CI/CD & HPC

⏱ Estimated reading time: 11 minutes

CI/CD: Five million workers
Speed up your application delivery workflow
Is HPC cloudable?

CI/CD: Five million workers

By Benjamin Coenen, Software developer @ OVH
By Richard Le Terrier, Software engineer @ OVH - Personal website
By Steven Guiheux, Software developer @ OVH

History

By the end of 2014, OVH, which was fifteen at the time, rocked large monorepos, monoliths and had increasing needs for CI/CD performance. Its solution at the time was to divide the monoliths into micro-services.

Each team is responsible for the applications it develops and the ecosystem it uses. To build and deploy their applications for instance, some teams were using GitLab while others were using Jenkins, deploying via shell scripts or with git pull. An effort has been maid to standardize the CI/CD process.

By March of 2015, the first results are in: PRs are requested by email, the integration with Atlassian creates it in Stash, starts a CI/CD with Bamboo. This set of tools being integration into the Atlassian Suite, this allowed for a fast integration with tight access controls. This setup was good, with separate environments and automated changelogs but it was limited in terms of scalability, team autonomy, API completeness, had no CLI and no isolation between environments!

Even though the current process was good, it was not relevant for OVH current systems and projects. Therefore, a dedicated cross-functional CD team has been created. This team builds the tools, trains technicians and broadcasts best practices. Its first major project was to solve the CI/CD issue.

Needs

Years of development brought many languages and technologies into the stack: Go, Python, Java, Rust, OpenStack, Ansible, etc. A new CI/CD solution should be capable to handle all of these and the ones to come. The new solution would also need to account for more diverse needs such as:

Flexibility in the delivery process. How the pipelines, stages and jobs are executed and in which order, conditional execution, permissions, notifications and templating;
Extensibility by integrating with an existing ecosystem and additional plugins;
Scalability by reserving the right resources at the right time. The solution has to aim for minimal wait, minimal waste and customazibility of the environment from the OS to the technology;
Autonomy; the teams should be able to create and manage projects, related resources and permissions within the new tool;
High Availability, a REST API, a CLI, self-hostability, reusability, etc.

No tool available at the time could match all of these needs. OVH chose to develop its own. Enters CDS.

Continuous Delivery Service

100% open source, developed in Go and Angular. Derives from the needs of OVH and CI/CD’s litterature. It reached the point where CDS currently deploys CDS!

Flexibility: Workflows are a set of conditional pipelines that can be executed algorithmically and connected by hooks with Git, Bitbucket, Webhooks, Kafka and more. The conditions can also be applied to stages and jobs. You can execute stages for specific environments, for instance.
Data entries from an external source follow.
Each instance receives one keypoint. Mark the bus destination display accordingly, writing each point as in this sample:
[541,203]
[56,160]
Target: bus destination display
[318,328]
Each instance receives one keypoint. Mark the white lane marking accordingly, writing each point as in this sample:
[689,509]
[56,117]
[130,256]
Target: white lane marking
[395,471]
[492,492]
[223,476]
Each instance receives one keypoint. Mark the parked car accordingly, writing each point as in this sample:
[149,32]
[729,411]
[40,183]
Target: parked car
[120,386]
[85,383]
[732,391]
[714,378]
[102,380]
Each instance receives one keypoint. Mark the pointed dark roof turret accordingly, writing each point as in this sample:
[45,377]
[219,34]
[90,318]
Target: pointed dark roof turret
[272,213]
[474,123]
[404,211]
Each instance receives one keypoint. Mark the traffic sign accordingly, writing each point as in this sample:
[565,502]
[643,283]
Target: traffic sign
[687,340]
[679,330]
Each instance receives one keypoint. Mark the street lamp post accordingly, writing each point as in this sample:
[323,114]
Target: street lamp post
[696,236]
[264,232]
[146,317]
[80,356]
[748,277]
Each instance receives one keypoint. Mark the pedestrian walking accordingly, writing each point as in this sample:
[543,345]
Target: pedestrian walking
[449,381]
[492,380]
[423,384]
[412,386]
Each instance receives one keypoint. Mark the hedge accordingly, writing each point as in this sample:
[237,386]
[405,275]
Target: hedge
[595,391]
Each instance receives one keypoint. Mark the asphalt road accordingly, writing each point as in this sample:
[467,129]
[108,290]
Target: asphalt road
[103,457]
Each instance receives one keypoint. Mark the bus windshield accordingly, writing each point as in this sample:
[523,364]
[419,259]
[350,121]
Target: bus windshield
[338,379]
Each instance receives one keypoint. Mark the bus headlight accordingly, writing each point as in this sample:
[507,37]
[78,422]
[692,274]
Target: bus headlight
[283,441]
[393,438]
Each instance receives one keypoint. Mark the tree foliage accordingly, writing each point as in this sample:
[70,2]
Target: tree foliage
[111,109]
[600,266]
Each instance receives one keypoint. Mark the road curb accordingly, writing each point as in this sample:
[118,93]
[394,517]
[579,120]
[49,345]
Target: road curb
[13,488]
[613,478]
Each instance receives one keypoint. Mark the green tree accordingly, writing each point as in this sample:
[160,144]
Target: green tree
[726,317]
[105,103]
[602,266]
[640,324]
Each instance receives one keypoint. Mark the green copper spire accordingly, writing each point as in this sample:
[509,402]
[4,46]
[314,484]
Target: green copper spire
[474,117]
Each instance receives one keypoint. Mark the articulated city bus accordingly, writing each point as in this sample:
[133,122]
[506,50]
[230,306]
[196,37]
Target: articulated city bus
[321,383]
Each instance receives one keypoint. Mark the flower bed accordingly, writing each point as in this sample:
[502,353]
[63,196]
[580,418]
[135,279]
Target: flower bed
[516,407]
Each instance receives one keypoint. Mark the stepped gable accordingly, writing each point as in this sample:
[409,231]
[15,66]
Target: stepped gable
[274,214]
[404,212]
All environment variables can be utilized to create conditions, from jobs to entire workflows. You could prevent production deployments if it is the last day of the week or the last hour of the day.

Scalability: A “hatchery” has been developed in Go. This component, which needs an API token and access to the API, listens for events and responds by generating workers and environments from the jobs prequisites. Hatcheries are compatible with numerous execution environments: Kubernetes, Local, OpenStack, VSphere and many more.

CDS handled a total of 5.7 million workers in 2018. This represented 12k containers per day or 3k VMs. Currently, it is running more than 3k workflows in approximately 250 projects and has gathered more than 700 users. The project also reached 2k stars on GitHub!

Autonomy: You can represent your workflow as a YAML and execute that workflow differently depending on environment variables. The YAML specification keeps a strict compatibility with the options exposed in the interface and vice-versa so that all teams are on the same level, feature-wise.
Reusability: In a classic CI/CD solution, jobs and stages can be reused but not entire workflows. With CDS, this is not the case thanks to the workflow templates. A template change can be globally applied its related children workflows!

Speed up your application delivery workflow

By Thomas Boni, Solutions Architect @ Pikcio

DevOps

What is DevOps? It is a philosophy that aims to update solutions more frequently. This is crucial, especially in startup environments, where fast iterations and ideas are key. There are several kinds of optimizations we can achieve by working with DevOps: deployment speed, meaningful feedback, operational optimization and uptime.

As such, a classic CI/CD workflow should resemble the following: Code compilation > Unit testing > Packaging > Integration and High-level testing > Deployment. The deployment may or may not be automated, depending on the team preference.

The Pikcio way

Pikcio being a privacy-conscious company, they went with GitLab because it is open source, can be self-hosted and is works towards privacy. On top of that, it eases organization, DevOps workflows, documentation and publication.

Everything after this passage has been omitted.